For the LM-KBC Challenge, we adjusted this approach by skipping step ( 3 ) whenever a specific external link was available for a particular filter pattern. For example, if the pattern corresponding to the seriesHasNumberOfEpisodes relation and the subject’s external IDs included a link to its IMDb page3, we used this link and passed it through a custom IMDb scraper plugin. This plugin searches specifically for the number of episodes and generates a synthetic sentence to be used as context.

3IMDb is a popular and authoritative source for movies, TV, and celebrity content: https://www.imdb.com/ After obtaining the information from the context generator, we adjust the LLM Store, initially set with common settings, to incorporate the context into the prompt template. This is done by setting the context attribute with the generated information. Below, we discuss the context generator plugins used to generate context for each abstract relation of the LM-KBC dataset. awardWonBy For this relation, we created a plugin called ner-extract. Its goal is to recognize named entities within an HTML page. We also developed a version of this plugin that searches for tables containing the names of award winners in Wikipedia pages. The returned entities are formatted as a list of names.

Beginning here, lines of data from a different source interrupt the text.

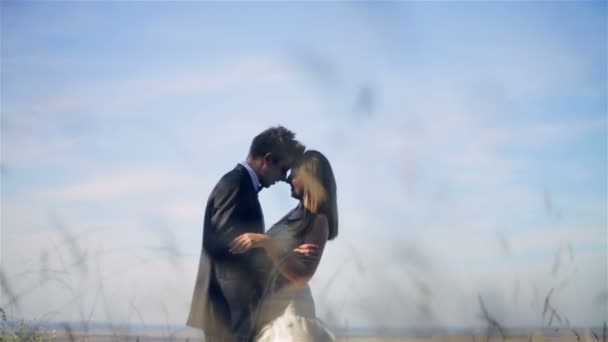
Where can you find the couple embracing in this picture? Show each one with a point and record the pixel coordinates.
(252, 283)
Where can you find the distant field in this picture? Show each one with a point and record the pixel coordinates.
(476, 338)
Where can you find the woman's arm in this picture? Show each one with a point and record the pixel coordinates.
(300, 264)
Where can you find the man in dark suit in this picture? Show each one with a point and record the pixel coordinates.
(229, 286)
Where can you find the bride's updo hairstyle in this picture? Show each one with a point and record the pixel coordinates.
(319, 184)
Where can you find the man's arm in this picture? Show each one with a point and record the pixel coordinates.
(296, 265)
(225, 221)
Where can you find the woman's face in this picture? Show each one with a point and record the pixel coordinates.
(297, 188)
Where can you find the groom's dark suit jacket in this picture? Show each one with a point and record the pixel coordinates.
(224, 309)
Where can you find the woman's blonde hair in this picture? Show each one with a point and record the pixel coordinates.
(319, 184)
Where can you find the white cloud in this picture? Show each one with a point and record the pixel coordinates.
(119, 183)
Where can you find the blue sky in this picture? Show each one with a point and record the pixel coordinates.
(468, 141)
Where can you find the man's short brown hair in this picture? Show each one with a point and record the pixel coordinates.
(279, 142)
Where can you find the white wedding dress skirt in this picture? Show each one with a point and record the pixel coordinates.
(289, 315)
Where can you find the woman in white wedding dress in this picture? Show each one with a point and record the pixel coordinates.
(295, 245)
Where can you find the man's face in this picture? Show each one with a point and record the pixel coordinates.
(273, 171)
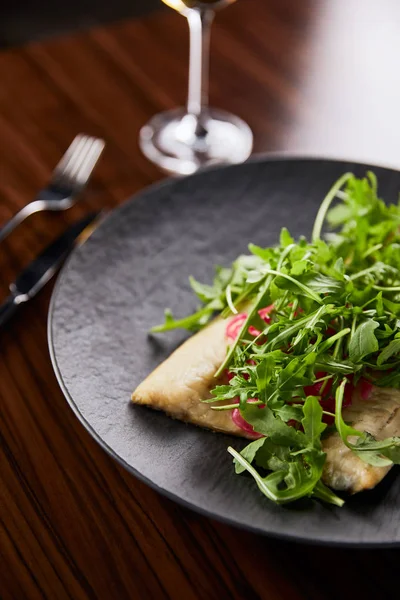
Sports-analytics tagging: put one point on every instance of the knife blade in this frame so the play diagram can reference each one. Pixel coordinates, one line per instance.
(35, 276)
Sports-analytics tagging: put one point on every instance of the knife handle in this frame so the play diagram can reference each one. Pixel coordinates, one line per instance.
(7, 309)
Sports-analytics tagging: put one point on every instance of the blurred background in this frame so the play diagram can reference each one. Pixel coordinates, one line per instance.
(25, 20)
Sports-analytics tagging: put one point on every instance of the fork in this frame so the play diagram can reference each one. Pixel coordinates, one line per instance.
(69, 179)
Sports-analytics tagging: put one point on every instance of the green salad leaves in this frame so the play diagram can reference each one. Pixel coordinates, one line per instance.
(334, 321)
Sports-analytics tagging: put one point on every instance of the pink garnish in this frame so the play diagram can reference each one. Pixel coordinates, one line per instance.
(254, 331)
(244, 425)
(264, 313)
(235, 325)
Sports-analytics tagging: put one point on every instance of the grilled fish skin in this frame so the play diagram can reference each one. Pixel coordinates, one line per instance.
(178, 385)
(379, 415)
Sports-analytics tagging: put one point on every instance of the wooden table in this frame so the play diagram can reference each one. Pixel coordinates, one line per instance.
(319, 76)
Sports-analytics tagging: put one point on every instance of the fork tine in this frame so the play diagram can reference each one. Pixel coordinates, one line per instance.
(90, 161)
(75, 167)
(69, 155)
(78, 157)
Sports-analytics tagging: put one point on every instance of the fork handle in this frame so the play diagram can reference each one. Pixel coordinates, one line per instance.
(29, 209)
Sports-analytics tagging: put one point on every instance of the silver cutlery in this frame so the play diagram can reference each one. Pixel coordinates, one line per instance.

Specifically for this relation, the number of responses can be large, which makes the prompt and the model’s response exceed the maximum token size. To cope with that, we break down the returned results according to each letter of the alphabet. Then, we iterated through each of these parts, calling the LLM with the following context: The winners of the {{subject}} award are among the following: {names}

Here, names is a list containing only entities whose names begin with the letter being iterated from A to Z. At the end of the process, we aggregated the results returned for each part. companyTradesAtStockExchange For this relation, we created two plugins, one to intercept Wikipedia pages and another to access Yahoo Finance pages. For the final submission, we used only the Wikipedia plugin, which produced the best results.

The Wikipedia plugin searches for stock exchange information in the infobox of the subject’s Wikipedia page. Depending on the page’s language, it may be necessary to specify the terms referring to “stock exchange” in that language. If no such information is found, the context is set with a sentence indicating that no information was found. This approach prevents the LLM Store from fabricating an answer when the information is unavailable. However, it also limits scenarios where the LLM Store could correctly provide an answer not found during the context search. When information is returned, the context is set as follows: {{subject}} shares can be traded at {exchange_names}.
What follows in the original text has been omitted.